'Herkesin bir Yılmaz'ı vardı...'

'Herkesin bir Yılmaz'ı vardı...'
Fakat o Yılmaz algısı 'sinema' ile sınırlıydı. Yılmaz Güney'in siyasal yönü bilinmez, sezilse bile üzerinde durulmazdı.

H. Selim AÇAN


1960’ların ortalarında yoksul gecekondu semtlerinin sanırım hepsinde  5-6 yaşın üstündeki bütün oğlan çocukları arasında Yılmaz’ın (Yılmaz Güney) ayrı bir yeri vardı.  

Dönemin ünlü erkek artistleri içinde Ayhan Işık, Eşref Kolçak ya da İzzet Günay da "bileği kuvvetli harbi delikanlılar"dı ama Güney’in yeri bir başkaydı.  Hele Çirkin Kral , Pire Nuri, Hudutların Kanunu’nun üstüne bir de Seyyit Han gelince bıyıkları yeni terlemeye başlamış kopillerin, çırakların, garibanların gözünde "bir numara" konumu pekişti. 

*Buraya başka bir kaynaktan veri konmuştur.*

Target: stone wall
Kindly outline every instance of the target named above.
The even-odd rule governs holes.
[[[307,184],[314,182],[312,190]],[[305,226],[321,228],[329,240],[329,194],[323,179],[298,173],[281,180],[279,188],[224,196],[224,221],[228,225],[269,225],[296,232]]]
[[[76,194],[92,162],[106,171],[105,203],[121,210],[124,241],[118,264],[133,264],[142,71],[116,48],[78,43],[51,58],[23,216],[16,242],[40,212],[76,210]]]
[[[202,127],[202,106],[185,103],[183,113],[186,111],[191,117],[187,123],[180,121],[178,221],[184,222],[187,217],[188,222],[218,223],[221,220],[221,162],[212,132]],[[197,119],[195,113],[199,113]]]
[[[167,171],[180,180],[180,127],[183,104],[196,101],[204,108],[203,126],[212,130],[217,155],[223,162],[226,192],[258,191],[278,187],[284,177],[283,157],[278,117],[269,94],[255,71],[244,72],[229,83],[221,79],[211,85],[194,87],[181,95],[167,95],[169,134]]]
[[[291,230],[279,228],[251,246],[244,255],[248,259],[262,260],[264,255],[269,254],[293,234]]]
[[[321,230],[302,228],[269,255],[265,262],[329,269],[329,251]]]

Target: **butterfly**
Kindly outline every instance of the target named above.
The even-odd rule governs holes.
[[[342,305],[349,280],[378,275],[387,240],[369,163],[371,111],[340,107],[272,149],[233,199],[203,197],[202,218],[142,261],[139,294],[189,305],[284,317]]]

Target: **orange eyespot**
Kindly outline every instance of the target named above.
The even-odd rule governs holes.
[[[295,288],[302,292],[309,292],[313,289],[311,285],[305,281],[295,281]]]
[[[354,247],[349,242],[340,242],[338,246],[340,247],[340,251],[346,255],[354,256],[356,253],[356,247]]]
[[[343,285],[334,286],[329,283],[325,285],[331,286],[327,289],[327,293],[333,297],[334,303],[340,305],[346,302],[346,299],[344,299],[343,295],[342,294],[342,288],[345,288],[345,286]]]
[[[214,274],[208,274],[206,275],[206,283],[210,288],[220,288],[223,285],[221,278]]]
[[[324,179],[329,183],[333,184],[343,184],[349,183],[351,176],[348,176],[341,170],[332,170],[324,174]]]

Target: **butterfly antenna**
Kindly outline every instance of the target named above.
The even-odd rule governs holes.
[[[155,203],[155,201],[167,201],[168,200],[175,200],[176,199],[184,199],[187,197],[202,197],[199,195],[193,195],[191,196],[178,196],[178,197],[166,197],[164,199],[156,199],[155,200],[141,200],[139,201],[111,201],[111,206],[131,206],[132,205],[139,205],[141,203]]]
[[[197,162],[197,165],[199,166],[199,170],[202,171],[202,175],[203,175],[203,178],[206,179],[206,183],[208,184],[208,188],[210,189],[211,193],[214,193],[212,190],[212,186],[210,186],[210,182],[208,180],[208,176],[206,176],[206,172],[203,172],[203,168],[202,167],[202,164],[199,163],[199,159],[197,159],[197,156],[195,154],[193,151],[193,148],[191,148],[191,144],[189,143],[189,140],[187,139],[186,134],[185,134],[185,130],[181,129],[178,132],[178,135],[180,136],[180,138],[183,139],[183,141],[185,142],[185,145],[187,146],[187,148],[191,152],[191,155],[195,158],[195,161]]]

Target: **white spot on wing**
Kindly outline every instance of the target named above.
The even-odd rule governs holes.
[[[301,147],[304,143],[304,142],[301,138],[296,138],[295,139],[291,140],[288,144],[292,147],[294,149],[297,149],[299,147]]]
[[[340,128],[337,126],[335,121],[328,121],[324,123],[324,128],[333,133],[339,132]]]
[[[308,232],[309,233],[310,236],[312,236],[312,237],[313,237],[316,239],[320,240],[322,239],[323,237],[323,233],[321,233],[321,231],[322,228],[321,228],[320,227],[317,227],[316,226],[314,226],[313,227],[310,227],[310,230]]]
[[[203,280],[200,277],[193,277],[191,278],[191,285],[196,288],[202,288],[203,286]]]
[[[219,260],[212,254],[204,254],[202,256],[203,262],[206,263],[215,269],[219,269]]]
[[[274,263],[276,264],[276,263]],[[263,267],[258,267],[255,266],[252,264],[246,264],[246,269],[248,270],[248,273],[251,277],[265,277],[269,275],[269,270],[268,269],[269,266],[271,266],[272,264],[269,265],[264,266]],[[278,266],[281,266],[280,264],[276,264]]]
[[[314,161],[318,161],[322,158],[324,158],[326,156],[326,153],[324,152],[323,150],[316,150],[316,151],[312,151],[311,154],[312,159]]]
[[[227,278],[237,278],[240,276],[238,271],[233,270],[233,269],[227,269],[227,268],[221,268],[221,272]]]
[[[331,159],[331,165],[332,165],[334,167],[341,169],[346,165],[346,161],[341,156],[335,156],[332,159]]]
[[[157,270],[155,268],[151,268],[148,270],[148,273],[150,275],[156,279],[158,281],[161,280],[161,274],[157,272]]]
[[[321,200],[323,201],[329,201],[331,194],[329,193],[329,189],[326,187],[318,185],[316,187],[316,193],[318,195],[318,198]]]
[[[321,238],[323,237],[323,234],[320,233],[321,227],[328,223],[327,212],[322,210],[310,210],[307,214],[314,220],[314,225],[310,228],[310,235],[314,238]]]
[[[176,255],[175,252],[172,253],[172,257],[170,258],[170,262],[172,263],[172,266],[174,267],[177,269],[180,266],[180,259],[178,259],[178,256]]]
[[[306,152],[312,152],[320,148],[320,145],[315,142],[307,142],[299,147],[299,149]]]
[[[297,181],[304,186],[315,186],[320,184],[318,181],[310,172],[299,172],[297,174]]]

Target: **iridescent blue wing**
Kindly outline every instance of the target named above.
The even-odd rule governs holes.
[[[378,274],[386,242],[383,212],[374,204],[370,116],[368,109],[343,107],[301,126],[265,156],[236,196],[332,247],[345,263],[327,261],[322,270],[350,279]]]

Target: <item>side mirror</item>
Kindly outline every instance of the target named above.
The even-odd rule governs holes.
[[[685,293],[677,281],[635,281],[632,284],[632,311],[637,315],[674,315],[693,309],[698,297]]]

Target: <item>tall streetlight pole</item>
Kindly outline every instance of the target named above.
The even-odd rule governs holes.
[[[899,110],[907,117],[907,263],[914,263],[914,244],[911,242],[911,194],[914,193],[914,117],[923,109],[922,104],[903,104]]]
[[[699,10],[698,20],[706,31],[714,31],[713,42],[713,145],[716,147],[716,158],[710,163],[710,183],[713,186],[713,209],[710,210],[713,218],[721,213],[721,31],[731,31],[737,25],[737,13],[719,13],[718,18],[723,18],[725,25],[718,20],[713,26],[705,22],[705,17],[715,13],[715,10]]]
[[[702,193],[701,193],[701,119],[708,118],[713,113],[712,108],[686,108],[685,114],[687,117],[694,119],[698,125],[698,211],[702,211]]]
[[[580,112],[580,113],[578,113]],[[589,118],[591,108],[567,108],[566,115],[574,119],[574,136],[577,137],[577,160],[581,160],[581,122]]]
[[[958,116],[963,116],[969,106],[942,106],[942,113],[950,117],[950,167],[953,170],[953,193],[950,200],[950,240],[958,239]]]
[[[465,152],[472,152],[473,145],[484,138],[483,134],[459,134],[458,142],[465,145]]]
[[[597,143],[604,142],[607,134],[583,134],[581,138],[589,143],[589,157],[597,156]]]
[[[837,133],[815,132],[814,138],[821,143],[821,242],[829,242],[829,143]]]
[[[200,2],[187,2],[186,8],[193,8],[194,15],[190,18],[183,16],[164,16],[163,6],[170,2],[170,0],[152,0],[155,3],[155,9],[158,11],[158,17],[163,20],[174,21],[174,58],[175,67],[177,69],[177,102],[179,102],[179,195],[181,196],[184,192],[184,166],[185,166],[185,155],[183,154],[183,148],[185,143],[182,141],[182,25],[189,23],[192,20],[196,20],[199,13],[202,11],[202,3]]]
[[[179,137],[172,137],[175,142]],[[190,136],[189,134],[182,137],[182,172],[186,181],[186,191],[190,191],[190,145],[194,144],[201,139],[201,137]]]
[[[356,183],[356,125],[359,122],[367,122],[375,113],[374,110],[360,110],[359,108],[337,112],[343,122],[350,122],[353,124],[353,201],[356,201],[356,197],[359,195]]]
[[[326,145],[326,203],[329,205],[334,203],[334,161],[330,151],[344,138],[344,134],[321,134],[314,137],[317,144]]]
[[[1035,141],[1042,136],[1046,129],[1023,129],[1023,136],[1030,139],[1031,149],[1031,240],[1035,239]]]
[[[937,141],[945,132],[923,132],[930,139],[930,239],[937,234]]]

O yıllarda ufak ufak, "siyasileşmeye başlamış" genç devrimciler de hayrandı ona hayran olmasına ama devrimciliğin raconuna uygun düşüp düşmediğinden emin olamadıkları için bunu pek çaktırmak istemezlerdi etraflarına. Ne zamanki Umut’un Cabbar’ı çıktı sahneye, bu tereddüt de kalktı ortadan. Yılmaz solcuların arasında da artık "bizim Yılmaz"dı.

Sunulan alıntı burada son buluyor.